Do Nascimento: My organization’s current chief investment officer, Kathleen Jacobs, has always been a fantastic mentor and colleague to me. I have learned from her experience of decades in institutional investing and worked alongside her as we built the team, infrastructure and portfolio across two well-established organizations. She has taught me the importance of manager selection by keeping a very high bar for those that we partner with, by requiring not only excellent performance and a strong skill set, but also alignment and exceptional integrity and good character. She manages by example and creates an environment where everyone in the team is expected to participate, all opinions are welcomed, and constructive debate is used to leverage the entire team’s perspectives, enhancing our results and reinforcing the need to work as a team in order to successfully achieve our goals. I also learned from her the power of motivation and how simple actions, such as showing appreciation for someone’s hard work, can inspire your associates.
CIO: What new skills do you think allocators or institutional investment teams need to be leaders in the field in the coming decade?

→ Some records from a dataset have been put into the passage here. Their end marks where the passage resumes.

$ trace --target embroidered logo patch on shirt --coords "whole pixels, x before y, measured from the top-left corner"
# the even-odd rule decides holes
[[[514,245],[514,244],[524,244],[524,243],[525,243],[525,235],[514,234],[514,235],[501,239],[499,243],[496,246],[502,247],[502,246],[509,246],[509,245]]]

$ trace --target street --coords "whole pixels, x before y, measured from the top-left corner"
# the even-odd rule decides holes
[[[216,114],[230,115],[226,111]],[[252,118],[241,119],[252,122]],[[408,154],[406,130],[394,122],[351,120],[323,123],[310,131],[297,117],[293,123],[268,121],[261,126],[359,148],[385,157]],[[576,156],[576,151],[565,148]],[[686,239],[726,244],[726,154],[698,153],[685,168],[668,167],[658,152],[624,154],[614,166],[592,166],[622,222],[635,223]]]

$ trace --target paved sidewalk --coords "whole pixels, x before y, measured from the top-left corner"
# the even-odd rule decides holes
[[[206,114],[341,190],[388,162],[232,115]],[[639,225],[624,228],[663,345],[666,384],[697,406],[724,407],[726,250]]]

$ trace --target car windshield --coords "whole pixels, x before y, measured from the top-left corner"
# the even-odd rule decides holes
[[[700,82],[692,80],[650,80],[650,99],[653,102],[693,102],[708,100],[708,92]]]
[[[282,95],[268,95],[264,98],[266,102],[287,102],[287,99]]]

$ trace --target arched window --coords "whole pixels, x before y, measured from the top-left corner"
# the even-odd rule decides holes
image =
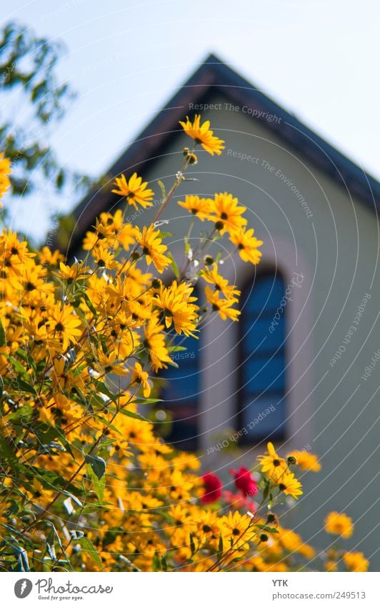
[[[239,323],[239,429],[243,430],[242,442],[284,438],[284,280],[274,271],[258,274],[242,290]]]
[[[159,405],[170,413],[173,420],[165,440],[177,449],[194,451],[199,434],[199,340],[174,334],[172,345],[186,350],[171,352],[178,368],[170,365],[160,373],[164,380],[160,398],[164,402]]]

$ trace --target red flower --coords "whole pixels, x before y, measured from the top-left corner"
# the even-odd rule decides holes
[[[257,493],[257,485],[256,480],[251,476],[251,473],[246,468],[240,466],[236,472],[234,470],[230,470],[230,474],[235,478],[235,487],[241,491],[244,495],[256,495]]]
[[[219,500],[221,496],[223,485],[216,475],[206,472],[202,476],[202,480],[204,483],[204,493],[201,498],[202,503],[209,504]]]

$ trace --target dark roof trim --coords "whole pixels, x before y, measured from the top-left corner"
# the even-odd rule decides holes
[[[276,132],[278,137],[309,158],[344,187],[349,194],[359,197],[373,210],[379,208],[379,182],[214,55],[210,55],[179,89],[109,169],[108,174],[114,177],[128,169],[131,170],[136,167],[139,172],[146,169],[154,162],[159,150],[173,133],[180,130],[178,122],[184,119],[184,108],[189,107],[189,103],[200,102],[211,92],[219,92],[236,104],[247,105],[252,109],[275,114],[281,119],[271,122],[263,121],[266,128]],[[95,218],[102,211],[111,209],[117,199],[118,197],[109,191],[101,190],[90,192],[79,203],[74,211],[76,223],[68,252],[79,247],[83,235],[94,224]]]

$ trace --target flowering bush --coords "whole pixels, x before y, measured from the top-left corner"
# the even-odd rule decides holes
[[[224,143],[199,116],[181,124],[194,146],[184,150],[150,225],[141,230],[124,220],[129,205],[152,206],[153,191],[135,173],[116,178],[121,207],[102,213],[86,234],[81,261],[66,265],[46,247],[32,251],[6,228],[0,237],[4,571],[319,566],[314,549],[283,524],[286,504],[302,494],[297,468],[318,471],[315,455],[282,457],[269,443],[251,470],[230,471],[235,490],[226,491],[216,474],[201,473],[196,455],[166,444],[143,416],[157,400],[155,377],[175,365],[171,353],[183,349],[174,338],[198,337],[211,314],[239,318],[240,292],[220,273],[220,241],[229,241],[247,263],[261,257],[262,243],[236,197],[186,196],[178,204],[191,217],[190,230],[194,222],[206,227],[194,250],[185,239],[179,269],[159,218],[197,162],[196,146],[219,155]],[[9,174],[1,157],[1,196]],[[165,282],[169,267],[173,278]],[[201,307],[196,281],[204,288]],[[332,513],[326,530],[347,537],[351,519]],[[321,558],[328,569],[368,565],[361,553],[338,548]]]

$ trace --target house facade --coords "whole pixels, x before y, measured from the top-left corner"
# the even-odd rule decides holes
[[[196,448],[204,468],[226,478],[231,467],[251,466],[268,440],[284,452],[316,453],[322,471],[301,475],[295,530],[326,546],[324,516],[344,511],[356,525],[345,545],[376,571],[380,184],[211,56],[110,169],[109,183],[76,209],[68,255],[99,212],[119,204],[111,182],[120,173],[149,182],[154,206],[131,208],[129,220],[151,221],[157,182],[169,189],[189,144],[178,122],[198,113],[226,149],[219,157],[199,152],[186,173],[196,181],[166,209],[171,248],[179,257],[189,225],[176,202],[226,191],[247,207],[263,255],[256,267],[226,255],[223,273],[242,291],[241,318],[212,317],[199,342],[186,344],[187,357],[177,354],[179,368],[163,383],[175,420],[169,440]],[[191,242],[199,237],[194,231]]]

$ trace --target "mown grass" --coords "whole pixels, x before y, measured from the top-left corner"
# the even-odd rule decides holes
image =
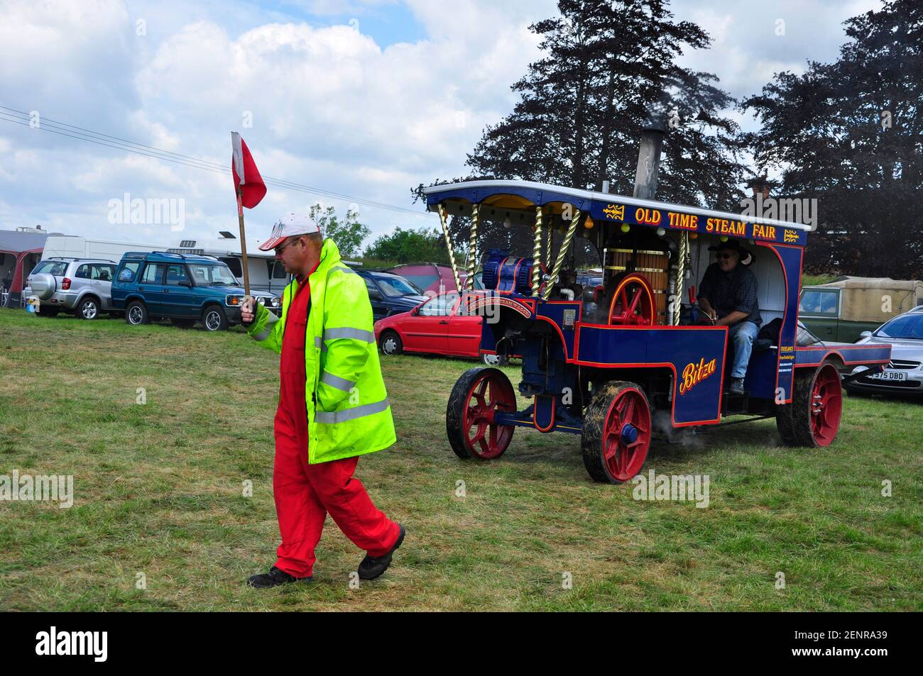
[[[654,445],[645,469],[709,475],[701,509],[592,482],[569,434],[459,460],[445,406],[476,365],[384,362],[399,441],[358,476],[408,528],[386,575],[351,588],[362,552],[328,520],[316,583],[254,590],[279,537],[278,358],[240,329],[0,310],[0,474],[76,491],[0,502],[0,610],[923,610],[921,404],[847,398],[825,449],[779,445],[772,421]]]

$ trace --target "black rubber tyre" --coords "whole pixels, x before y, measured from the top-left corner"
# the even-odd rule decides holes
[[[148,306],[141,301],[132,301],[125,309],[126,324],[133,326],[139,326],[142,324],[150,324],[150,314],[148,314]]]
[[[620,421],[617,408],[623,398],[630,398],[632,408],[629,409],[627,420]],[[633,442],[631,445],[625,445],[620,441],[619,435],[619,441],[617,443],[617,451],[610,458],[606,458],[606,445],[611,444],[606,430],[609,429],[607,423],[610,422],[612,411],[616,411],[617,422],[637,423],[635,424],[638,430],[637,439],[641,441]],[[624,483],[637,476],[647,460],[651,428],[651,406],[641,385],[626,381],[613,381],[597,389],[583,416],[583,432],[581,434],[583,467],[586,468],[590,477],[594,481],[604,483]],[[629,448],[633,450],[629,450]],[[625,469],[620,473],[614,471],[612,468],[617,458],[622,459],[618,456],[619,452],[625,454],[624,457],[627,460]]]
[[[790,404],[776,405],[775,407],[775,427],[779,431],[779,436],[783,443],[788,446],[807,446],[816,448],[818,446],[829,445],[836,436],[836,430],[839,428],[840,415],[842,413],[843,391],[839,380],[835,385],[828,378],[828,386],[831,388],[831,396],[838,400],[835,412],[832,417],[835,417],[833,424],[833,432],[828,429],[825,434],[818,434],[812,425],[812,397],[815,396],[815,388],[819,377],[823,377],[821,372],[830,374],[830,369],[835,371],[836,366],[833,362],[827,360],[816,369],[798,369],[795,372],[795,388],[792,393],[792,402]]]
[[[206,331],[224,331],[228,327],[228,315],[221,305],[209,305],[202,310],[202,328]]]
[[[100,316],[102,303],[96,296],[86,296],[77,306],[77,316],[80,319],[93,320]]]
[[[449,395],[449,404],[446,406],[446,435],[455,455],[462,459],[489,460],[499,457],[509,447],[513,432],[516,430],[514,425],[494,425],[490,430],[491,436],[485,444],[478,443],[474,445],[471,443],[468,429],[473,423],[472,421],[468,421],[466,425],[465,421],[468,417],[466,413],[470,415],[471,400],[475,398],[473,397],[473,391],[485,380],[488,381],[488,387],[493,385],[499,390],[491,392],[491,396],[495,396],[499,402],[494,407],[495,410],[512,412],[516,409],[516,394],[512,383],[502,371],[477,367],[468,369],[462,374],[462,377],[455,382],[455,386]],[[466,427],[468,429],[465,429]]]
[[[381,353],[388,357],[395,357],[403,352],[403,341],[397,331],[388,330],[382,333],[378,344]]]

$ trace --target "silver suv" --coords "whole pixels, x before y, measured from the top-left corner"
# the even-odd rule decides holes
[[[39,314],[54,316],[68,312],[83,319],[102,313],[118,314],[113,307],[114,261],[100,258],[47,258],[29,275],[23,298],[39,299]]]

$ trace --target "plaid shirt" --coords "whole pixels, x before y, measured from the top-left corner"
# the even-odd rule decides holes
[[[747,313],[744,321],[758,326],[762,324],[756,297],[756,277],[739,263],[730,272],[722,272],[717,263],[710,265],[699,285],[698,297],[707,298],[719,318],[737,310]]]

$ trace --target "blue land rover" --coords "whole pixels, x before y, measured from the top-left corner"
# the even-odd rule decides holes
[[[251,293],[279,314],[278,296]],[[128,252],[122,256],[112,288],[113,305],[131,325],[170,319],[188,328],[201,321],[207,331],[240,324],[244,290],[226,264],[204,255],[162,251]]]

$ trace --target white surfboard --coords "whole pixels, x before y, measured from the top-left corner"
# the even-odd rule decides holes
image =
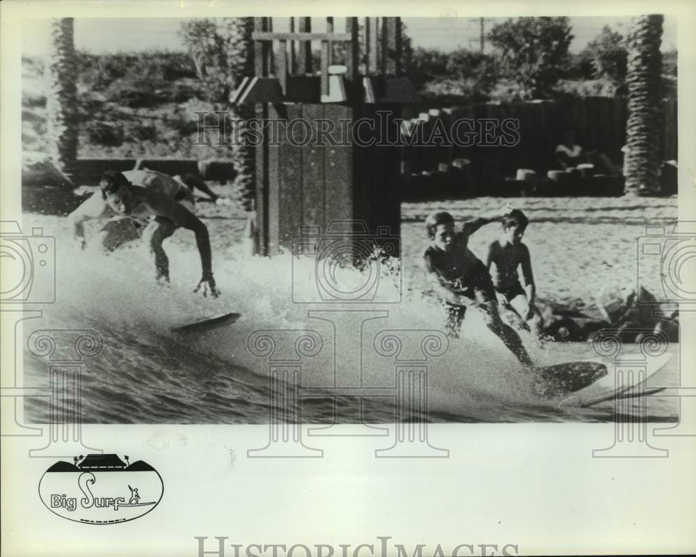
[[[209,331],[212,329],[217,329],[219,327],[234,323],[242,317],[240,313],[230,312],[228,313],[220,313],[213,315],[211,317],[203,317],[192,323],[187,323],[184,325],[180,325],[172,328],[173,333],[202,333]]]
[[[643,359],[642,354],[636,354],[634,360],[640,362]],[[631,358],[630,356],[627,356],[623,359],[628,361]],[[610,364],[607,366],[609,373],[606,377],[585,389],[574,393],[572,395],[567,397],[559,403],[559,406],[570,405],[587,408],[600,402],[612,400],[615,398],[629,398],[654,395],[663,389],[651,386],[643,390],[640,387],[644,387],[645,382],[669,363],[671,359],[672,354],[669,353],[650,357],[645,363],[644,372],[639,373],[635,370],[642,367],[642,364],[639,363],[636,365],[635,370],[632,373],[624,371],[619,377],[616,375],[614,366]]]

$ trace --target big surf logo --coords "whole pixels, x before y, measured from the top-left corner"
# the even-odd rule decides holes
[[[88,455],[59,460],[41,477],[39,495],[59,517],[88,524],[113,524],[147,515],[162,498],[162,478],[142,460]]]

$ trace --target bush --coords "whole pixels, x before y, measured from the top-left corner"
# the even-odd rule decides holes
[[[152,107],[164,100],[161,90],[147,80],[131,81],[120,79],[106,90],[107,100],[132,109]]]
[[[90,143],[109,147],[118,147],[123,143],[123,128],[117,124],[93,120],[87,123],[84,131]]]
[[[126,132],[126,139],[129,141],[155,141],[159,134],[154,124],[135,124]]]

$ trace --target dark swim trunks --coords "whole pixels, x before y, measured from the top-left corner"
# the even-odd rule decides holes
[[[475,300],[482,304],[488,304],[491,309],[495,309],[498,304],[496,297],[496,289],[493,288],[491,276],[488,270],[481,264],[477,272],[468,278],[462,286],[466,290],[461,293],[467,298]],[[455,306],[453,304],[445,304],[447,308],[447,321],[445,323],[445,331],[448,336],[458,338],[461,329],[461,322],[466,314],[466,308],[464,306]]]

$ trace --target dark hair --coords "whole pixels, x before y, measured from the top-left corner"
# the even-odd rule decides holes
[[[519,209],[513,209],[503,217],[502,223],[503,228],[519,228],[524,232],[529,224],[529,219]]]
[[[438,211],[428,215],[428,218],[425,219],[425,229],[428,231],[428,237],[435,237],[435,229],[438,224],[449,224],[450,223],[454,224],[454,219],[446,211]]]
[[[185,184],[191,191],[198,188],[200,189],[200,185],[205,185],[205,182],[203,182],[203,179],[200,178],[198,174],[194,174],[191,172],[188,174],[184,174],[181,177],[181,181]]]
[[[115,194],[122,187],[129,187],[131,183],[121,173],[110,170],[102,175],[99,185],[102,188],[102,194],[105,196],[107,194]]]

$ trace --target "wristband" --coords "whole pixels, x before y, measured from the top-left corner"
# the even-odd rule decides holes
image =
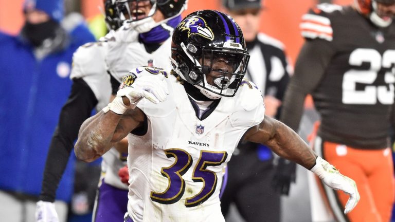
[[[128,109],[128,106],[123,103],[121,97],[116,97],[107,106],[102,109],[104,113],[111,110],[118,115],[122,115]]]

Do Nascimento: Not necessarily a new skill, but I think manager selection is a critical component of what we do in order to extract alpha in our portfolios across different asset classes. Thus, understanding a strategy investment process step by step, as well as evaluating a manager’s capabilities and skill set, organization stability, alignment, return drivers, portfolio construction and risk management competences, and developing an informed and fact-based opinion of the strategy sustainability going forward will continue to be imperative in institutional investing.